Tags: | |

I have a question for all those in favor of allowing swim at your own risk at Crystal Lake. But first an except from Jeff Goldman’s oped on the topic from this week’s TAB:

What if we could formally absolve the city of any responsibility for people swimming at their own risk by having those residents do the following: sign a waiver of responsibility to the city, take a swim test, and pay a nominal fee to cover administrative costs?

So here’s my question: Let’s say the city adopts Goldman’s proposal,  comes up with legally sound waivers and clearly posts signs saying that swimmers “absolve the city of any responsibility.”  Then let’s say, as was the case last August, someone calls 9-1-1 and reports that they think they saw someone disappear the middle of the lake. Or let’s say, someone calls 9-1-1 and says there’s someone in the middle of the lake screaming for help? Do the police and fire dept respond? Or do they say:

“C’est la vie. Too bad for them. It’s swim at their own risk. They signed the waiver. We posted the signs. Let em drown.”
Now we know that the men and women who are Newton’s first responders would never do that. We know they’ve dedicated their lives to saving people.  We know they’d show up as fast as they could and risk their own lives to save another. We know they’d spend a week or more, dragging the lake if they felt someone was at the bottom.
But really should they? After all, the victim signed Goldman’s waiver.  (Or at least we’d assume they did, because how could you check?).

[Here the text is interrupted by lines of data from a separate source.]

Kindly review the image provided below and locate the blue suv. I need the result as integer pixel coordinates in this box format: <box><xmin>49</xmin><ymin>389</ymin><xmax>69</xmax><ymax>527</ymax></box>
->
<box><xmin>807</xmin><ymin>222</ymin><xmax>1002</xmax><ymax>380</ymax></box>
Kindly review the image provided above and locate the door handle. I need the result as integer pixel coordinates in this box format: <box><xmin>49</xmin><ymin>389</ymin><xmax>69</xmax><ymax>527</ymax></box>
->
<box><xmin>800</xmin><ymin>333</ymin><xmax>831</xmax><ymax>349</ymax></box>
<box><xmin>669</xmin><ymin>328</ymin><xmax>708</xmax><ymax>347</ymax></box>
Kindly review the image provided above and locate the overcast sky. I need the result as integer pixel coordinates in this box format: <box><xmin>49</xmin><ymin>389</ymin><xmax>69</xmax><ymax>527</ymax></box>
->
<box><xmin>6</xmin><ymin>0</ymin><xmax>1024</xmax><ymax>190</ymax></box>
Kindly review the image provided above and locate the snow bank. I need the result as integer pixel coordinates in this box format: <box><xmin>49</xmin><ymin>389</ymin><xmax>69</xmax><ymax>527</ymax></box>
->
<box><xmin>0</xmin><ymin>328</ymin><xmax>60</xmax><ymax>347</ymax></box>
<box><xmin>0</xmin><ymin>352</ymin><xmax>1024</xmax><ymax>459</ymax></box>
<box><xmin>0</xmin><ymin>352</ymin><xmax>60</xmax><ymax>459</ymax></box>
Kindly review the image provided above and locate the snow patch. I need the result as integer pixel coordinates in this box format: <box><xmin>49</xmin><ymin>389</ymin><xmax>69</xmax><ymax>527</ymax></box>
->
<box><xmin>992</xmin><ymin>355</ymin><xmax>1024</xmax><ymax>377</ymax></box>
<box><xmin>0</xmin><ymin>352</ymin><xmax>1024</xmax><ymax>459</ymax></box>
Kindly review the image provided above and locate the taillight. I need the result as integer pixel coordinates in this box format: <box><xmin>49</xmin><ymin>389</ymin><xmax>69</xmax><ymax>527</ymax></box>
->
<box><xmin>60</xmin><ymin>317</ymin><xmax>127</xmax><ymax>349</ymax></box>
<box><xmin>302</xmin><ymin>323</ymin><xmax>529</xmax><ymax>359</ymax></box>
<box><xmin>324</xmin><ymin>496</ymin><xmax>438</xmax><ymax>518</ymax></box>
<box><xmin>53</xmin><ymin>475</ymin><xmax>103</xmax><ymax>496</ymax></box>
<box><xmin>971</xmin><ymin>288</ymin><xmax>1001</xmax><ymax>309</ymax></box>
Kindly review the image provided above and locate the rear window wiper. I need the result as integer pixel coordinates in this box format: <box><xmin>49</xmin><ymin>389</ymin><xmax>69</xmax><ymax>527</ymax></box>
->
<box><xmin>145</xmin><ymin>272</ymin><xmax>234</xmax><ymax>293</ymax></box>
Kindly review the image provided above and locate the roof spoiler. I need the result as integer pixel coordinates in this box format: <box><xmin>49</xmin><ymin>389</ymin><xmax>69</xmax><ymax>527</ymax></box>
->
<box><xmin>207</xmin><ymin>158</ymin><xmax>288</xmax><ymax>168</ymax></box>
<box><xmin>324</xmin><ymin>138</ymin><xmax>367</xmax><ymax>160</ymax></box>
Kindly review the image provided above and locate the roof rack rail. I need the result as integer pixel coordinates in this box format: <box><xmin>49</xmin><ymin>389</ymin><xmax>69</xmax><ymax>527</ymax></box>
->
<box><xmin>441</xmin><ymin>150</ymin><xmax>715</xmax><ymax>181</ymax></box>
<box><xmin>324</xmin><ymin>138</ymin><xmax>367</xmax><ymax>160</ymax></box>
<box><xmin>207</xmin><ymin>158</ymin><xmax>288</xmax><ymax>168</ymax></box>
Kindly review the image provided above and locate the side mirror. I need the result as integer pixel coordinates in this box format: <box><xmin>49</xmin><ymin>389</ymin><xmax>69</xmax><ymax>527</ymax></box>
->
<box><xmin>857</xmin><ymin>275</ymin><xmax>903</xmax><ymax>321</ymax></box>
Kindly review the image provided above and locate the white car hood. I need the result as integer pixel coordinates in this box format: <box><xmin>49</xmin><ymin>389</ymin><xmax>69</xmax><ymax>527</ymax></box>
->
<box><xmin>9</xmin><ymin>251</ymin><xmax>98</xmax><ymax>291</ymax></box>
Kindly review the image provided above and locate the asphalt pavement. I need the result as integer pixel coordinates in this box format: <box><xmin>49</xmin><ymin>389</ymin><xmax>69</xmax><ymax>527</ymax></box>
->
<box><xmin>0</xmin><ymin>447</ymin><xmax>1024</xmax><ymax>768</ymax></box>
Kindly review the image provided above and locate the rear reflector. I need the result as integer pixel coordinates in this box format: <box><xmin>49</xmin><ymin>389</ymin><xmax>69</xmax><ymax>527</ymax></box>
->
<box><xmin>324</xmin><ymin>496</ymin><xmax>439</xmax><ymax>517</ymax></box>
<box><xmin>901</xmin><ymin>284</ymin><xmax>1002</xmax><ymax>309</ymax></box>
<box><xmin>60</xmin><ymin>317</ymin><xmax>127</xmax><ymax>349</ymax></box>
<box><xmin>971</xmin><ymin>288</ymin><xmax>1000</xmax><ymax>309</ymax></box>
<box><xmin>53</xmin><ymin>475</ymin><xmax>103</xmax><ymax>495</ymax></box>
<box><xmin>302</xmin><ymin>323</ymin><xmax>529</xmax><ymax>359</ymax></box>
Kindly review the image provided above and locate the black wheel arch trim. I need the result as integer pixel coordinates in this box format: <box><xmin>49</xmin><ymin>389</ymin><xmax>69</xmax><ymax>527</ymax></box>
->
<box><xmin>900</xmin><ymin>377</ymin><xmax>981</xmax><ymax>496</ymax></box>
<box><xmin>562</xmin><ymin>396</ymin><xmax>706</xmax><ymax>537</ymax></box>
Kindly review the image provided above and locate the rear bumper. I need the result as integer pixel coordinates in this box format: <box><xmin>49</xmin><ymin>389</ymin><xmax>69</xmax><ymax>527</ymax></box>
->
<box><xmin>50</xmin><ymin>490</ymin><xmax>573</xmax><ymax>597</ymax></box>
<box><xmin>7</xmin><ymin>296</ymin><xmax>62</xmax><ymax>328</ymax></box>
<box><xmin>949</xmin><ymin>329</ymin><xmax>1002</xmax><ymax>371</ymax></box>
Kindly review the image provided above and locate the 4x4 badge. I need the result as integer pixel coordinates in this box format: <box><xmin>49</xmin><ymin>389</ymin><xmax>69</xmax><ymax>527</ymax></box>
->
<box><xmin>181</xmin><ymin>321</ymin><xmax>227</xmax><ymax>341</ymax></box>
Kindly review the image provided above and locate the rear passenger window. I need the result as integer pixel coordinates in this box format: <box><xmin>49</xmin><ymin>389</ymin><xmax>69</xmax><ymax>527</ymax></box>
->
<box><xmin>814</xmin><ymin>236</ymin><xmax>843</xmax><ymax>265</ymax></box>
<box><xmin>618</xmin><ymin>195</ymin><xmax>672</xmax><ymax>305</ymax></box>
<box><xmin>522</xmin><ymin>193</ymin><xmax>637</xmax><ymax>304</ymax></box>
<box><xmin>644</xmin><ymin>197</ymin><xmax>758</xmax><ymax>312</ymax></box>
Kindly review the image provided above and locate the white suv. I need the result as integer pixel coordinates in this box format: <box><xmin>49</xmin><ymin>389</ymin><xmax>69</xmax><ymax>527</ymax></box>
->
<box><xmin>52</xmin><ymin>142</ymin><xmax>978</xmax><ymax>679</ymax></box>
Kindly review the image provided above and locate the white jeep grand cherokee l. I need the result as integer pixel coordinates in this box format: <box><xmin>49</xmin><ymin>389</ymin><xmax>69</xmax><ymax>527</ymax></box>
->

They “absolved the city of any responsibility”  They knew they were taking a chance.
I suppose one could ask the same question of any person. Let’s say you’re walking by the lake and hear someone crying for help.  Do you risk being pulled under by this panicked person who agreed to swim at their own risk?
If the answer is, of course, you try to save someone. Or most people would anyway, It’s right thing to do. Then is it really proper to call that “swimming at your own risk”?